A Giant Inland Sea Is Now a Desert, and a Warning for Humanity

Five rusted boats and two men are dwarfed by the surrounding desert in Uzbekistan.
Rusting boats in the sand in Muynak, Uzbekistan. Muynak was once a thriving port on the Aral Sea but is now a desert town since the sea disappeared.Credit...Carolyn Drake/Magnum

Mr. Dreyer, an editor and writer, wrote from Muynak, Uzbekistan.

Walking toward the shrinking remnants of what used to be the Aral Sea in Uzbekistan was like entering hell.

All around was a desert devoid of life, aside from scrubby saxaul trees. Dust swirled in 110-degree Fahrenheit heat under a throbbing red sun. I reached the edge of one of the scattered lakes that are all that remain of this once-great body of water. I took off my shoes and waded in. The water was so full of salt that it felt viscous, not quite liquid.

In the nearby town of Muynak, black-and-white newsreels in the local museum and pictures in the family photo albums of residents tell of better times. During the Soviet era, fishing communities like Muynak ringed the sea, thriving off its bounty: sturgeon, flounder, caviar and other staples of Soviet dinner tables. In the town I met Oktyabr Dospanov, an archaeologist who grew up along the Aral’s shores and recalls a “happy life” in his youth, when fishing boats, passenger ships and cargo trawlers plied the sea’s waves around the clock.
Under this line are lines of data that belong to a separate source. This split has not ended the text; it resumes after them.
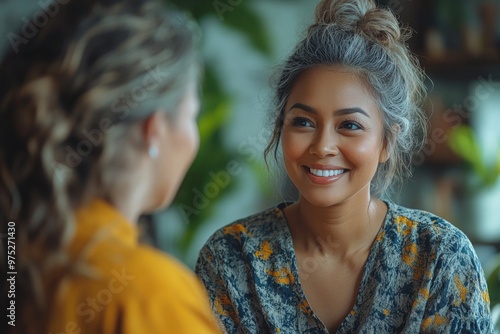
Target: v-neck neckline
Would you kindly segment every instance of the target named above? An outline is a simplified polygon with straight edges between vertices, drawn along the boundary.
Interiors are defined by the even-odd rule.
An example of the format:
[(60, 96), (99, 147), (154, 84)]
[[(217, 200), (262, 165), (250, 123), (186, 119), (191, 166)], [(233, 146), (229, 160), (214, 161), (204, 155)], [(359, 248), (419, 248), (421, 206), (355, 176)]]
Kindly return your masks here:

But over the decades, Soviet authorities diverted rivers that flowed into the sea to irrigate cotton and other crops. The world’s fourth-largest inland body of water — which covered an area about 15 percent larger than Lake Michigan — gradually shrank, triggering a domino effect of ecological, economic and community collapse, the kind of catastrophe that could befall other environmentally fragile parts of the world unless we change our ways.

By 2007, the sea’s surface area had shrunk by around 90 percent, leaving Muynak a landlocked way station for tourists who come to marvel at this ecological disaster, where they take selfies near rusting ship hulks that are perched high and dry in the endless sand.

Although restoration efforts in recent years have led to small improvements in some areas, the former expanse of the Aral Sea is a blighted realm, where a scattering of far smaller, brackish lakes lie like puddles in a vast dry basin. The Aral Sea is now the Aralkum Desert. Over the decades, soil and water were contaminated by pesticides and other pollutants, which are suspected of causing birth defects and other chronic health problems in the area.